A condominium owners association ("COA") filed an objection to the Debtor's Chapter 13 plan that proposed to pay the COA six months of assessments under the Act and "strip off" the remaining past due assessments under § 506(a)(1), where the parties agreed that the Debtor's primary residence was valued at less than the first mortgage on the residence. The COA argued that part of its lien for assessments was secured due to the priority given the six months of assessments under the Act, and that, pursuant to § 1322(b)(2) and Nobelman v. American Sav. Bank, 508 U.S. 324(1993), its lien could not be stripped off in a Chapter 13 Plan. Debtor contended that under the Act, the COA had a super priority lien over the first mortgage holder's otherwise senior deed of trust in the event of a foreclosure, but that by the terms of the Act, the lien was limited to the assessments accruing within six months of the initiation of foreclosure proceedings.

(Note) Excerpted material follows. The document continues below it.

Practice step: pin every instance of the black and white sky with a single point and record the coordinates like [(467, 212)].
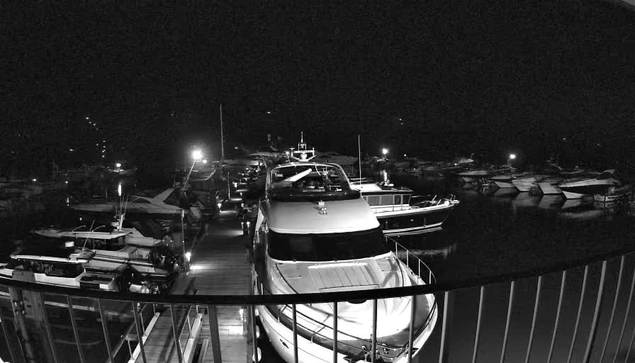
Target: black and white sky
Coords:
[(433, 78)]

The Debtor argued that the remainder of the COA's lien could be stripped off in the Chapter 13 Plan under § 506(a)(1) and (d). The Court held in Debtor's favor, finding that under the plain terms of the Act, the COA's lien was a statutory lien, and not a "security interest" as defined in the Bankruptcy Code, the Act, or the COA Declarations. Because the COA's lien was not a security interest, it was not subject to the anti-modification clause of § 1322(b)(2), and was subject to 506(d), making the unsecured portion of the COA's lien void upon completion of the Chapter 13 Plan. The Court noted that Debtor's obligation to pay post-petition assessments was unaffected by the Court's order.
Posted: 7/3/2014 8:03:36 AM
In re Zachary Mason, Case No. 12-26209 ABC, 11 U.S.C. §§ 362(a)(1), 524(a)(2)
The Court denied, in part, Debtor's motion for sanctions based on creditor's post-petition application in state court for judgment for attorneys fees incurred in post-petition judicial foreclosure. Creditor's right to recover the attorneys fees was part of its pre-petition claim, and although judicial proceedings against the Debtor to collect such claim were no longer stayed by Section 362(a)(1) after Debtor's discharge entered, creditor's actions may have violated the discharge injunction of Section 524(a)(2), depending on outcome of a pending dischargeability adversary proceeding. The matter of violation of the discharge injunction was consolidated with the trial of the adversary proceeding.
Posted: 5/5/2014 7:44:55 AM
Lofstedt v. Kendall (In re Kendall), Adv. Proc. No. 10-01710 MER; Order entered April 25, 2014 (Fed. R. Bankr. P. 8005 - Stay Pending Appeal)
Following a trial on the merits, the Court entered an order and judgment in favor of the Chapter 7 trustee and against the defendants avoiding three fraudulent conveyances. The defendants appealed the matter to the United States Bankruptcy Appellate Panel of the Tenth Circuit ("BAP"), and obtained a stay pending appeal from this Court pursuant to Fed. R. Bankr. P. 8005. Later, the BAP issued a written opinion affirming the Court's order and judgment, and issued the mandate. Defendants filed a subsequent appeal to the Tenth Circuit, and that appeal is still pending. As a matter of first impression in this district, the Court examined whether the stay pending appeal imposed by this Court under Rule 8005 terminated at the conclusion of an appeal to the BAP, or whether the stay continues through the entire appeal process, including a subsequent appeal from the BAP to the United States Court of Appeals for the Tenth Circuit. While the Court agreed Rule 8005 is a flexible tool for a bankruptcy court to determine whether a stay pending appeal is appropriate given the facts of a specific case, the Court found a Rule 8005 stay should not continue through a subsequent appeal of a BAP or district court judgment to the Tenth Circuit. Ultimately, the Court held its stay pending appeal under Rule 8005 terminated at the conclusion of the BAP appeal.